4. Distract yourself.
When you’re not feeling well, time can feel like it’s crawling. Especially if you’re accustomed to a day full of work or caring for children or other family members, downtime from sickness can feel strange and unmoored. Try to find relaxing activities that help take up time as you rest and feel better. Catch up on a TV show, rewatch some of your favorite movies, pick up a book that has been gathering dust on your shelf, or listen to a podcast or audiobook with your eyes closed. If you feel up to it, play a game on your phone or join a virtual support meeting.

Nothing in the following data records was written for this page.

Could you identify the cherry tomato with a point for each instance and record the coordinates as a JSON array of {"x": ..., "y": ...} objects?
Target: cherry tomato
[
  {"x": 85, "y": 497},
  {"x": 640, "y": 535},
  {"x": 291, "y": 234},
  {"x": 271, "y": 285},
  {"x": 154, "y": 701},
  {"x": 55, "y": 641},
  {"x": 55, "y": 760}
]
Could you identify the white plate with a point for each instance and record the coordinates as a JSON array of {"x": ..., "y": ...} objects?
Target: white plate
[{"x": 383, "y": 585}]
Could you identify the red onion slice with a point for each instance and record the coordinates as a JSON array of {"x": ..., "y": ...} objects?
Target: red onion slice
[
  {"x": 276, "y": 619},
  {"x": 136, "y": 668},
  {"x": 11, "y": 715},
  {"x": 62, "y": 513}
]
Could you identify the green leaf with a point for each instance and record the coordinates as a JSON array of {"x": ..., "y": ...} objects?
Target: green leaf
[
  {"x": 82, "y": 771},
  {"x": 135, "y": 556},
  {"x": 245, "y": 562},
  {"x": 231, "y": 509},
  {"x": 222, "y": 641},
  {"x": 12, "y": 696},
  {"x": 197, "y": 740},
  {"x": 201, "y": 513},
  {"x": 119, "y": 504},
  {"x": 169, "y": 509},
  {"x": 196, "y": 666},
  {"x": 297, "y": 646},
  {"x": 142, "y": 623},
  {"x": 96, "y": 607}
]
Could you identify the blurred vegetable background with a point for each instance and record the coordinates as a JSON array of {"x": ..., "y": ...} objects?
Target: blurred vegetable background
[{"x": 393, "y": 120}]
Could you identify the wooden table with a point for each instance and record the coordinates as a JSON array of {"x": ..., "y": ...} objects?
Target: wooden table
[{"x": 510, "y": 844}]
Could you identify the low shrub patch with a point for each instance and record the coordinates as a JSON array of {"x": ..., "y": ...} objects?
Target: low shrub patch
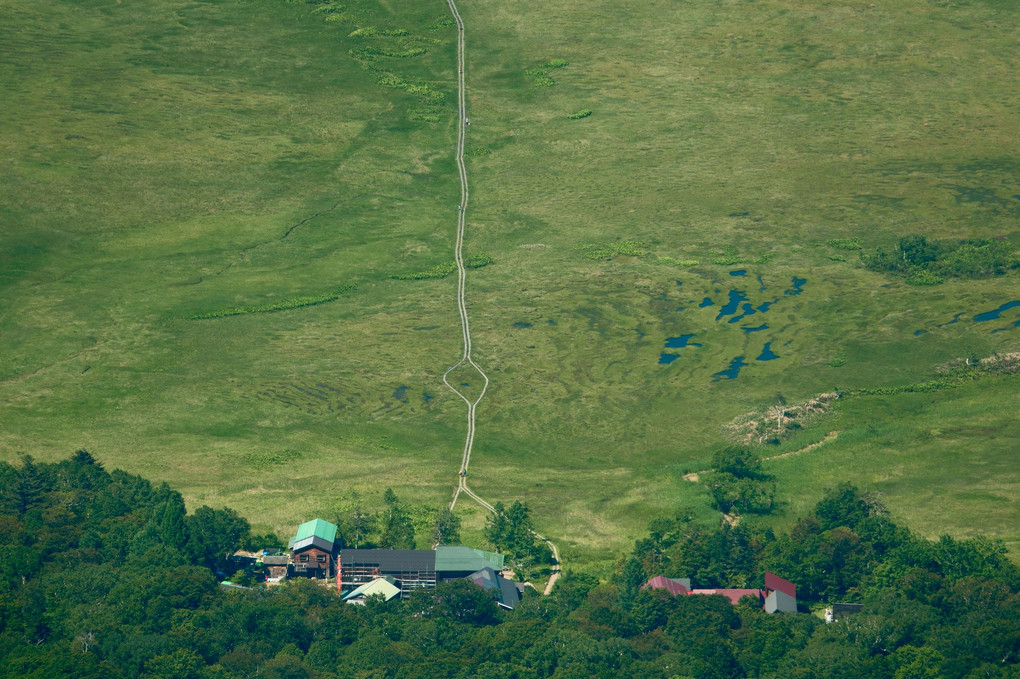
[
  {"x": 845, "y": 244},
  {"x": 600, "y": 251},
  {"x": 929, "y": 262},
  {"x": 295, "y": 303}
]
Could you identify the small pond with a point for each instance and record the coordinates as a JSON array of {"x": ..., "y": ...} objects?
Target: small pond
[
  {"x": 735, "y": 297},
  {"x": 680, "y": 342},
  {"x": 767, "y": 353},
  {"x": 995, "y": 313},
  {"x": 798, "y": 285},
  {"x": 732, "y": 371}
]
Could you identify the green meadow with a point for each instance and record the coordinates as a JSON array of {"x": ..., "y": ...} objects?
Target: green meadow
[{"x": 225, "y": 230}]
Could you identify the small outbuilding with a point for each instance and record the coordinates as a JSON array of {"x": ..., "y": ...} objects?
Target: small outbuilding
[
  {"x": 780, "y": 595},
  {"x": 385, "y": 587},
  {"x": 507, "y": 591}
]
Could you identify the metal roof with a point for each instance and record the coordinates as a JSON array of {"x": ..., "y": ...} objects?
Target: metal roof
[
  {"x": 673, "y": 586},
  {"x": 459, "y": 558},
  {"x": 487, "y": 578},
  {"x": 734, "y": 595},
  {"x": 390, "y": 561},
  {"x": 774, "y": 582},
  {"x": 316, "y": 528},
  {"x": 384, "y": 586}
]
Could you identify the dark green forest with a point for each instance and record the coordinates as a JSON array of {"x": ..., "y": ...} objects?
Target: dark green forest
[{"x": 103, "y": 574}]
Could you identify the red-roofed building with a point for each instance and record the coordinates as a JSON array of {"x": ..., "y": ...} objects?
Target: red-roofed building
[
  {"x": 674, "y": 586},
  {"x": 780, "y": 595}
]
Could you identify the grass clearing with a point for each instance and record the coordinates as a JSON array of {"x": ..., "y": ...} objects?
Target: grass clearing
[{"x": 219, "y": 156}]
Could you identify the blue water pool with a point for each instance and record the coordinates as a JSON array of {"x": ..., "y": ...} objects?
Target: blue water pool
[
  {"x": 732, "y": 371},
  {"x": 735, "y": 297},
  {"x": 798, "y": 285},
  {"x": 767, "y": 353},
  {"x": 995, "y": 313},
  {"x": 680, "y": 342}
]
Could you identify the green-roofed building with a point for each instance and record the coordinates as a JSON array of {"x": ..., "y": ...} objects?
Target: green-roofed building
[
  {"x": 314, "y": 549},
  {"x": 457, "y": 561}
]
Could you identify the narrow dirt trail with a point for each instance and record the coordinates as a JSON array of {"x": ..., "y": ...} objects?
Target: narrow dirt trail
[{"x": 465, "y": 326}]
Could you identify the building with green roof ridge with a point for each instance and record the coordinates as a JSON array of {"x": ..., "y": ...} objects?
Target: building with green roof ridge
[
  {"x": 315, "y": 528},
  {"x": 457, "y": 561},
  {"x": 313, "y": 549}
]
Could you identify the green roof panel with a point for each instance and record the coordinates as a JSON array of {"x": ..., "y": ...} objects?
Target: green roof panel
[
  {"x": 316, "y": 528},
  {"x": 459, "y": 558}
]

Just like you’re distracting your mind with entertainment, you can distract your body with soothing physical sensations. If you feel warm or feverish, use an ice pack (or frozen veggies) on your forehead, chest, or neck. If you feel cold or achy, use a heating pad, or take a hot bath or shower. Give yourself a gentle foot or hand massage with lotion, or brew some soothing tea, like chamomile or spearmint.
Feeling sick is a part of life, just like so many of its other ups and downs. Caring for ourselves is a skill that grows in sobriety and gets easier and more intuitive with time. Being able to listen to your body takes practice, and being able to nurture yourself in healthy and productive ways when you’re under the weather is challenging but possible.